Maar bij een operatie vanwege borstkanker gaat het vooral om bijwerkingen op de lange termijn. Met name een okselklierverwijdering kan vervelende bijwerkingen geven zoals minder gevoel in de arm en het okselgebied, bewegingsbeperking en te veel vocht (lymfoedeem).
_(Bron: http://www.borstkanker.nl/borstamputatie)_

*Wat zijn de mogelijke bijwerkingen & gevolgen van de behandeling van borstkanker?*
*Borst*
* Na amputatie kan wondvocht achter het litteken ontstaan. Dit kan verwijderd worden door de mammacareverpleegkundige middels een punctie.
*Oksel*
Na okselklier verwijdering krijgt 10 tot 15% van de patiënten blijvend klachten.
* Korte termijn effecten:
o Na het verwijderen van de okselklieren kan wondvocht achter het litteken ontstaan.
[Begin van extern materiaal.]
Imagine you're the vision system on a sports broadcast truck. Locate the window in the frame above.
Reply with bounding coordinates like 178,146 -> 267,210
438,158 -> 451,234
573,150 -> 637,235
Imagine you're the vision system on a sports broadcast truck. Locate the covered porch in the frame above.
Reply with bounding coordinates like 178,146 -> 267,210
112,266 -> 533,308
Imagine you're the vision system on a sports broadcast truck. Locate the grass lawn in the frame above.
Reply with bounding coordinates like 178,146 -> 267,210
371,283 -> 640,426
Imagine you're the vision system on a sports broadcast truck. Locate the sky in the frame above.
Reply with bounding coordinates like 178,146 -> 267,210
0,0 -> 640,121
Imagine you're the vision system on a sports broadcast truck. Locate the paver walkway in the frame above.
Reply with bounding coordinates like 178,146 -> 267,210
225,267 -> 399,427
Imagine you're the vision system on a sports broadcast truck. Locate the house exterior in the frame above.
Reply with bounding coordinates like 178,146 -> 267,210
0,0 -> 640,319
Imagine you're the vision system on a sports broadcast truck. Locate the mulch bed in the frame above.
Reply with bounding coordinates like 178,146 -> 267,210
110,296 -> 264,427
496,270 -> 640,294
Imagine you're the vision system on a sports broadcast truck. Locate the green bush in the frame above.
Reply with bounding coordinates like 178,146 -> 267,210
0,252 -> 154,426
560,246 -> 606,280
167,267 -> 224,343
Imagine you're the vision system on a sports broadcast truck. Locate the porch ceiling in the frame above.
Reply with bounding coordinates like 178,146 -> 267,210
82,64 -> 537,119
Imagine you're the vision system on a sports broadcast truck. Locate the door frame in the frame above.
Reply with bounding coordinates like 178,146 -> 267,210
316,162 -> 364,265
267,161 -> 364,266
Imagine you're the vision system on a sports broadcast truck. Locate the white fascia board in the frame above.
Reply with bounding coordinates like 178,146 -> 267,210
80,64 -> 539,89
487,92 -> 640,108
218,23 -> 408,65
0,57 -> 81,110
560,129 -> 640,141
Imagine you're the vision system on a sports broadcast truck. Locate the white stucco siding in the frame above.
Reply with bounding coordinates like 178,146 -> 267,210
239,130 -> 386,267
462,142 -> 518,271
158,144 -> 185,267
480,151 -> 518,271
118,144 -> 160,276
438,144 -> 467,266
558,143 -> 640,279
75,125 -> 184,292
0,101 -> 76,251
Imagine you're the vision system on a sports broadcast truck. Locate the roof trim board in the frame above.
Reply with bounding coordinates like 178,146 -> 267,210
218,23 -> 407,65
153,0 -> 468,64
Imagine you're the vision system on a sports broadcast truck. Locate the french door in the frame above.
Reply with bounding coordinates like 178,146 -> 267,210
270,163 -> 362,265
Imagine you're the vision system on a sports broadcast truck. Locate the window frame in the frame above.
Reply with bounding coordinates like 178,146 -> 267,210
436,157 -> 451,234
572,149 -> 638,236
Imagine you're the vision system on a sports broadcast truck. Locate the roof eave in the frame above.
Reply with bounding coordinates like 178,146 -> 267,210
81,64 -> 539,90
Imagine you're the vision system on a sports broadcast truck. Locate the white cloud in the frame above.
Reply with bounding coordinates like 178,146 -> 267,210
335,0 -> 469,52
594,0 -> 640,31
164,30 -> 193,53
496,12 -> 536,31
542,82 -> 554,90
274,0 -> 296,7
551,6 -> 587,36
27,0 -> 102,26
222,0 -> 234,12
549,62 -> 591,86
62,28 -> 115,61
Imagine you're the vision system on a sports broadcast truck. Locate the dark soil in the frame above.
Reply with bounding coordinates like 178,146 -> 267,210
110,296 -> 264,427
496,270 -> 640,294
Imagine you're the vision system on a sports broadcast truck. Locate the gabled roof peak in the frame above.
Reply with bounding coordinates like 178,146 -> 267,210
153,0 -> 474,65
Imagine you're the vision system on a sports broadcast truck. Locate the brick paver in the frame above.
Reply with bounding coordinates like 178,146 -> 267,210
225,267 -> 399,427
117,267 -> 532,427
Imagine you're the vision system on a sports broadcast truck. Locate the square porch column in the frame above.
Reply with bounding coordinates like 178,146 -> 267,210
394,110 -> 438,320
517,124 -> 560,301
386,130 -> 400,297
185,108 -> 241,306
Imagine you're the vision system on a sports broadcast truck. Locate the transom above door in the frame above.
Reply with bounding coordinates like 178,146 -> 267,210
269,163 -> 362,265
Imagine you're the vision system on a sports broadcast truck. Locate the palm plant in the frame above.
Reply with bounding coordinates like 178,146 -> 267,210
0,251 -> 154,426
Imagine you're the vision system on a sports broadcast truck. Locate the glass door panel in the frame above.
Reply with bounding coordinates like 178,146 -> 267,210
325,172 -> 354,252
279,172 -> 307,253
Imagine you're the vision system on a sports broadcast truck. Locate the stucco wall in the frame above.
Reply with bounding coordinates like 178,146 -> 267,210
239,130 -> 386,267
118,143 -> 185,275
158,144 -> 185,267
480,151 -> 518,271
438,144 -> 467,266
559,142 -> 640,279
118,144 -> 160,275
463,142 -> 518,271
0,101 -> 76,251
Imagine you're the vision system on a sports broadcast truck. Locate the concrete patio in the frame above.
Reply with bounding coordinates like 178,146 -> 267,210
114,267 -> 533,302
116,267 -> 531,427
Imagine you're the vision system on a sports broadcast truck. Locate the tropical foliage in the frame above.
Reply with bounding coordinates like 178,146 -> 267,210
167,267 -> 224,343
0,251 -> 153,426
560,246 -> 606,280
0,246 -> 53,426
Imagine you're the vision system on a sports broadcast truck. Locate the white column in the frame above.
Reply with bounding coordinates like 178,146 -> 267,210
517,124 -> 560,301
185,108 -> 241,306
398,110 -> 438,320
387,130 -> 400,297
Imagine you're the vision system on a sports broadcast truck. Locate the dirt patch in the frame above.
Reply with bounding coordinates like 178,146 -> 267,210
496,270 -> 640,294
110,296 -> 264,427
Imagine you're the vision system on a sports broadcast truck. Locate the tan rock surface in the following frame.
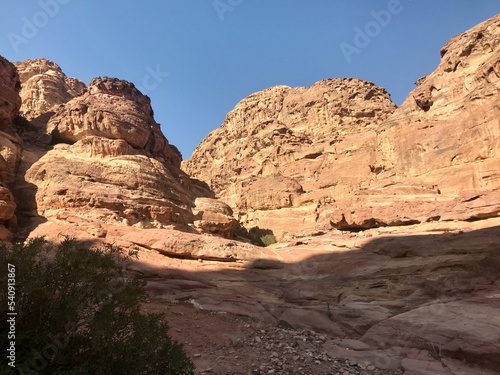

Dit kan verwijderd worden door de mammacareverpleegkundige middels een punctie.
o Infectie of abcesvorming, waarvoor soms antibiotica of chirurgische drainage noodzakelijk is.
* Lange termijn effecten:
o Functiebeperking van arm en schouder
o Dood gevoel en tintelingen onder de oksel, uitstralend naar rug en arm
o Pijn
o Opeenhoping van lymfvocht in borst of arm; lymfoedeem
_(Bron: http://www.nki.nl/Ziekenhuis/Patient...r/Borstkanker/)_

Er zijn meer vrouwen die pijn of een strak gevoel op de borst hebben na amputatie, helaas stond er geen informatie bij wat het was of hoe het is afgelopen, zover ik heb gelezen tot nu toe...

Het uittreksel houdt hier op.